Friday, June 10, 2011



Stephen Ragsdale is no longer one of Honda Motor Co.'s "Happy Drivers." A loyal owner for a decade, he ditched a 2009 Accord just 18 months after he bought it. The reason: He coveted his mother's stylish Kia Optima.

He found last month he could get an Optima with heated rear seats, cooled front seats and a larger video screen for his navigation system -- and still save $40 a month. He traded in the Accord and also swapped a 2003 Honda CR-V compact sport- utility vehicle for a Kia Soul wagon.

"Honda has kind of fallen behind when it comes to how the car works," the Texas information-technology manager said. "All Honda has going for it is better resale value."

Ragsdale's shopping spree shows how the U.S. car market is shifting away from decades of dominance by Honda and Toyota Motor Corp. among buyers of compact cars and family sedans. While production shortages caused by the tsunami in Japan hastened that shift, it was under way already, said Eric Noble, president of Orange, California, consulting firm The CarLab.

"Both companies are losing ground because their products haven't been competitive in key segments for half a decade," Noble said. "The inventory shortages will force shopping that wouldn't have happened for another generation."

Toyota stumbled with last year's recalls and hasn't recovered its trust advantage with consumers, Noble said, while Honda has fallen behind when it comes to styling, creature comforts and innovation. No longer are the Corolla, Camry, Civic and Accord the default choices of value-minded U.S. consumers.

When car shoppers look around, they will find as Ragsdale did that Hyundai Motor Co. and Kia Motors Corp. no longer make budget cars, that Ford Motor Co. and General Motors Co. are no longer producing unreliable sedans, and that Volkswagen AG has slashed its prices. Honda's market share has fallen to 9.9 percent this year from 10.6 percent. Toyota's share has tumbled almost two points to 13.2 percent.
Rivals have figured out that they can challenge Japan's once-unassailable leadership in fuel economy and beat them with styling.

"We've determined in our strategy with both the Sonata and Elantra to focus on design and fuel efficiency," John Krafcik, chief executive officer of Hyundai's U.S. sales unit, said in an interview. "The cars look sexy, you want to put them in your driveway."

Toyota and Honda have been very good over the years in "quantifying the voice of the customer" in their products, Krafcik said. "They've taken a very scientific approach, which can lull you into doing something in a very logical fashion."

As competitors have stepped up, Honda and Toyota models have slipped down the ranks in Consumer Reports. Last year was the first time that neither the Camry nor the Accord was the top pick for family sedan. Nissan Motor Co.'s Altima took over and the Hyundai Sonata ranks second on the recommended list.
"Toyota and Honda seem to have lost the plot," said David Champion, director of vehicle testing for Consumer Reports. "The quality of some of Toyota's products is wanting. Honda has stood still in terms of introducing new technology."
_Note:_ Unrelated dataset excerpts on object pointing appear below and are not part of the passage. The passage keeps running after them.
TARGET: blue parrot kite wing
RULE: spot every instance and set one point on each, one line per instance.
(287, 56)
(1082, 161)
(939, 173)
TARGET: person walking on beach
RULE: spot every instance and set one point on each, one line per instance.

While Camry remains the top-selling car so far this year, its share of the midsize segment fell to 9.6 percent from almost 11 percent a year ago, according to research Autodata Corp., based in Woodcliff Lake, New Jersey. Toyota's Corolla and Honda's Civic and Accord have all lost share this year.

The slides started well before the tsunami hit. In 2008, the Civic had 14.2 percent of the small-car market and its share fell to 13.5 percent last year. During the same time, the Camry's share of the midsize market fell from 14.2 percent to 11.5 percent, according to Autodata.

Shopping data show the same trend, said Jessica Caldwell, an analyst with Santa Monica, California-based auto-shopping website Edmunds.com. Early last year, before Toyota's big recall, 7.6 percent of Camry buyers looked at a Hyundai Sonata. That doubled to 15.1 percent by the end of March, Caldwell said.

Same goes for the Civic. By the end of May, 14.3 percent of people shopping for a Civic looked at the Ford Focus and 10.3 percent considered a Chevrolet Cruze, Edmunds says. A year earlier only 5 percent looked at a Focus and just 2 percent considered a Chevy Cobalt, the Cruze's predecessor.

Honda says it has stable customer-loyalty rates, which it has highlighted in ads with a "Happy Drivers" theme. Through the end of 2010, there was little change in customer retention for the Civic and the Accord, said Chris Martin, a spokesman for Honda, citing data from researcher Strategic Vision.

Customers switching from the "Civic to other models remained in the mid-20 percent range for the past three years, so up through 2010 the data don't show any significant shift away," Martin said.